Child maintenance is money to help pay for your child's everyday living costs when you've separated from the other parent.
The child maintenance payments are between:
- the 'paying' parent, who pays child maintenance – this is the parent who doesn't have day-to-day care of the child
- the 'receiving' parent who gets the child maintenance payments – the parent who has day-to-day care of the child
How to arrange child maintenance
There are no laws that say how parents who separate should arrange child maintenance – so how you choose to arrange it depends on whether you and the child's other parent can both agree.
You can speak to Child Maintenance Options for advice and information on what choices you have when arranging child maintenance.
If you can agree
You and your child's other parent can choose a 'family-based arrangement' – where you both arrange child maintenance yourselves.
If you can't agree
If you and your ex-partner can't agree on the terms, you can use the Child Maintenance Service which has official powers to:
- work out a legally enforceable amount of child maintenance
- manage all applications for child maintenance
- make sure it's paid
The Child Maintenance Service will only get involved if a parent asks.
Find out what to do if you've already made child maintenance arrangements with the Child Support Agency (CSA).

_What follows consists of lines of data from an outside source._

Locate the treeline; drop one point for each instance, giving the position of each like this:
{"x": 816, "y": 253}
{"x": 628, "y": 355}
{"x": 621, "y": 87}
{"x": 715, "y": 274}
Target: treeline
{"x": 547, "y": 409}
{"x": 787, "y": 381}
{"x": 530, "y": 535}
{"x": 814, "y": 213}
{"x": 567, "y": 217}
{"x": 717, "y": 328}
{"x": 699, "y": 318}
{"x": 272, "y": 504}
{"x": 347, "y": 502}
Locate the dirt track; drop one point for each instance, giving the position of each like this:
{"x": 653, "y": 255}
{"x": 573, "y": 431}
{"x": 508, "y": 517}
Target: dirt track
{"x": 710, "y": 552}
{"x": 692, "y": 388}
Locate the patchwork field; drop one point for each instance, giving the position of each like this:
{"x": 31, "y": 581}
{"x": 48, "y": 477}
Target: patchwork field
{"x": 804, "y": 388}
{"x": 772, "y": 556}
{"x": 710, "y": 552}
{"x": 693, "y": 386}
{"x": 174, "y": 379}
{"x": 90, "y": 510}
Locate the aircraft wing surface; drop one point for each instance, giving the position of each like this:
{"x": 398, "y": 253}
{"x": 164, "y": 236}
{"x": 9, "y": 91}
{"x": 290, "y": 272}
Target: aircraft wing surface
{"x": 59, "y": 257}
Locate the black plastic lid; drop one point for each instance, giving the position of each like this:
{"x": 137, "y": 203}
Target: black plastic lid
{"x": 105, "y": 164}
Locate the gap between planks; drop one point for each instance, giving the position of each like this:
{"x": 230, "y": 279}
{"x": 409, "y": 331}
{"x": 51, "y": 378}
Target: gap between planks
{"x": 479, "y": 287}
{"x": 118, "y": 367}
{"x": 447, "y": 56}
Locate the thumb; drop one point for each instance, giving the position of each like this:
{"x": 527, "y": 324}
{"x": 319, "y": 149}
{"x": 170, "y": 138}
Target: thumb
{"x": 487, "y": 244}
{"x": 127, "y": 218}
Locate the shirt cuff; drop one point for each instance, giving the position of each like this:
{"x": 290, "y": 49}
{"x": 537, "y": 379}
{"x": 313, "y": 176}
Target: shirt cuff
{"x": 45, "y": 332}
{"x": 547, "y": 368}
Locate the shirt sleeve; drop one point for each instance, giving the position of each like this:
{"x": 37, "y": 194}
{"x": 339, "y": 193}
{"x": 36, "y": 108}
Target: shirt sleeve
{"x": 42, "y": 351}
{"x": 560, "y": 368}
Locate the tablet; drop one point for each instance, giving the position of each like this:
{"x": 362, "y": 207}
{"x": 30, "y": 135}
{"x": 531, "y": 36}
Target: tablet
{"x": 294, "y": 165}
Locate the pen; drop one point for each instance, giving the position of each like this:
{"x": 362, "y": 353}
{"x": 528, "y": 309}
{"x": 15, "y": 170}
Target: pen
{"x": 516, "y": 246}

If one parent lives outside Scotland
There are options if you need to arrange child maintenance and one parent lives outside Scotland.
The UK has 'Reciprocal Enforcement of Maintenance Orders' (REMO) with a number of other countries, meaning courts in these countries can enforce child maintenance decisions made in the UK.
Estimate your child maintenance
Use the child maintenance calculator on GOV.UK to get an idea of the amount, whether you're arranging it yourselves or using the Child Maintenance Service.
You can also find out how child maintenance is worked out.
When child maintenance payments stop
Child maintenance payments usually stop when the child reaches 16 (or 20 if they're in full-time education not higher than Scottish Highers or equivalent). They could stop sooner in some situations.